Microsoft's Azure team is moving toward remaking the platform as a service part of Azure so that it is more 'microservice oriented,' says Mark Russinovich, the Azure Chief Technology Officer.
Written by Mary Jo Foley, Senior Contributing Editor

Microsoft's Azure team has been rolling out new services, features and partnerships at a breakneck pace as of late. But the majority of the news announcements have been focused on the IaaS, or infrastructure as a service, side of the Microsoft cloud, which has led some to wonder if Microsoft is backing away from its original platform-as-a-service (PaaS) focus with Azure.

windowsfabric

Nothing could be further from the truth, said Microsoft Azure Chief Technical Officer Mark Russinovich.

When Microsoft originally launched Windows Azure, it was a PaaS-only cloud suited for new applications written from scratch. It wasn't until 2012 that Microsoft addded IaaS support to Azure, allowing users to host existing Windows Server and/or Linux applications in virtual machines. The addition of IaaS to Azure is what convinced more customers to give Microsoft's cloud a try. Microsoft officials began touting Azure's IaaS features as providing customers with an on-ramp to Microsoft's cloud.

"We are working hard internally on taking PaaS forward," Russinovich told me during an interview at Tech Ed Europe in Barcelona this week. "You'll see more on that next year."

Russinovich did provide some guidance as to what the Azure engineering team is thinking, in terms of where to take PaaS. The key thing to know, he said, is the plan is to make Azure PaaS more "microservice oriented."

Today, Azure's PaaS is "infrastructure oriented, with roles," Russinovich explained. But the Azure team is moving toward a world where Azure apps can be "decomposed into tiny pieces, with each piece coming with a declarative model."

What will enable this microservice support is a layer that the team internally calls "Windows Fabric." (This fabric is not the same as the Azure Fabric Controller, which is the part of Azure that corresponds to the Windows Server kernel, but is specific to Microsoft's cloud.) The Windows Fabric works in a distributed way, with the various piece parts talking to one another via application programming interfaces (APIs), he said.

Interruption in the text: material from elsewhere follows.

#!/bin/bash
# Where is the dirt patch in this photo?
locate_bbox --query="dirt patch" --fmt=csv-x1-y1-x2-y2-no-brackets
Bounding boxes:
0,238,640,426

Microsoft already has a couple of its own services running on Windows Fabric, Russinovich said, including the Service Bus, SQL Azure and Lync. The image embedded above in this post is from an MSDN article explaining the Service Bus for Windows Server architecture and shows where Windows Fabric fits in.)

"This (Windows Fabric) is our internal microscale," Russinovich said. "More and more services are being built on it each day."

While Windows Fabric will bring some new, compelling capabilities to developers once Microsoft makes it available to developers outside the company, it won't obliviate the current PaaS infrastructure, if current pans plan out. Web roles and worker roles will continue to exist, but they will change, Russinovich acknowledged. Current Azure services, like Azure ML (machine learning), AzureDB (Microsoft's NoSQL service), and others will either remain as they are — in almost a vertical PaaS form, or evolve, depending on how Microsoft builds out the new microservice model.

"The straightforward model of putting code in VMs (virtual machines) and scaling out will be preserved," Russinovich said.

With the new PaaS model, the different parts of a single app will be able to scale independently. Different components will be able to have their own resiliency — stateless or stateful.

Currently, the Windows Fabric model is "very sophisticated," Russinovich said. "Before we make it public, we want to make it easier for people to onboard."